For calculating the bandwidth savings we assumed that the DynCoDe node in the local network would be serving only a modest 10 dynamic customized pages/second. We plotted the bandwidth savings with relation to the invalidation rate. Intuitively as the invalidation rate decreases the bandwidth savings would increase, as most of the content in the cache could be used to build the personalized content and less content needs to be fetched from the web server. Significantly even a high invalidation rate of 1 minute for each object in the cache leads to 83% savings in bandwidth. Making a more reasonable assumption that content changes only every 5 min the bandwidth savings increase to 97%.
From our measurements we have seen that maintaining the per-proxy state consumes very little CPU time compared to actually processing the dynamic content requests for the clients.

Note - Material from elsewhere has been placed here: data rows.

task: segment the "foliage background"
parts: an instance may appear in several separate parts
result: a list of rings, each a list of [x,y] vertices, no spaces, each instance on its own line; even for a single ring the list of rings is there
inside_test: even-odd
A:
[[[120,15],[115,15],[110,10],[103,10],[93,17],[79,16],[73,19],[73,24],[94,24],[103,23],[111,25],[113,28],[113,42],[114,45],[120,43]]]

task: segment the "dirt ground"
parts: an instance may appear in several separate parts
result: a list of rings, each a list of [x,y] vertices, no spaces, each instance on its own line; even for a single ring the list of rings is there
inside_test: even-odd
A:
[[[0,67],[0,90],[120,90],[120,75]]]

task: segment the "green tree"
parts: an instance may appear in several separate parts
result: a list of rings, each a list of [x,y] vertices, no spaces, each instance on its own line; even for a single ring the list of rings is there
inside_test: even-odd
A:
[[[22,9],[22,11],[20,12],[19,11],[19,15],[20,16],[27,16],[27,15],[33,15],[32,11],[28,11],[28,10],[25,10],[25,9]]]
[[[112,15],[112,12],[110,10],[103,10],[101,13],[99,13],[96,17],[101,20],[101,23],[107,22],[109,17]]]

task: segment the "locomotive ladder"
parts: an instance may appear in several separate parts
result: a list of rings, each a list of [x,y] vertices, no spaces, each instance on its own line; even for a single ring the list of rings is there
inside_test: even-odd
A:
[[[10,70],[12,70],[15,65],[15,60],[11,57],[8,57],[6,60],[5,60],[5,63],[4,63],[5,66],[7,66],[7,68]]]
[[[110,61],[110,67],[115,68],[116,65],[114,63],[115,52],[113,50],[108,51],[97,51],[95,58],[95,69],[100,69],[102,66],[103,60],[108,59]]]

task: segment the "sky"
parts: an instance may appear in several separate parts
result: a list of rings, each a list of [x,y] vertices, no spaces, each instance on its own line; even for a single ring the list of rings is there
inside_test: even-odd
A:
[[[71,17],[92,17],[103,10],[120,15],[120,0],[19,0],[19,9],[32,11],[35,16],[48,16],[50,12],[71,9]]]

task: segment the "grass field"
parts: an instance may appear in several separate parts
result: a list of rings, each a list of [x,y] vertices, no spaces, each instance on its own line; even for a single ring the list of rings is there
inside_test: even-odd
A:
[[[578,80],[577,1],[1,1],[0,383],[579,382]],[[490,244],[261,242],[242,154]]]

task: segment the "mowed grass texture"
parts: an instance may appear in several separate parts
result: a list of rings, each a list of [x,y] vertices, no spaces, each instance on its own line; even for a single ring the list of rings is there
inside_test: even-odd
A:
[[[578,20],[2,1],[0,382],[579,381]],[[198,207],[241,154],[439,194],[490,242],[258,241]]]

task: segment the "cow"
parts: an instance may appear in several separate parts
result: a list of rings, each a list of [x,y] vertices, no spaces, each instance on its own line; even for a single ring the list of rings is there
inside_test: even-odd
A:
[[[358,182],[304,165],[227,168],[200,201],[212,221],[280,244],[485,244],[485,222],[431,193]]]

As the number of proxies used by a server increases, the memory overhead on the server to maintain state for the proxies increases linearly. The significant fact is that the amount of memory needed to keep state for 100 DynCoDe proxies is only 60MB, which is quite reasonable given the fact that these 100 DynCoDe nodes could potentially increase the serving capacity of the server 100 fold. This supports our assumption that server side invalidations do not limit the scalability of the server while maintaining strong consistency semantics for the content and code.
The aim of this project was to push the generation and caching of personalized web content to the nodes in the access networks, which are much closer to the clients, than the actual web servers which reside across the WAN. The major benefits of such architecture include improved bandwidth consumption, user response time, server availability and scalability. Based on these assumptions we have developed the DynCoDe architecture where the DynCoDe nodes located in the edge networks are responsible for caching and serving the personalized content to the clients and the server is responsible for pushing content to DynCoDe proxies on the edges and also for maintaining the consistency of such content that had been pushed. The evaluation of the architecture under real network conditions has indicated that the user response time has been cut by half, bandwidth savings under the worst-case conditions are greater than 80% and the server request serving capacity could be improved by orders of magnitude.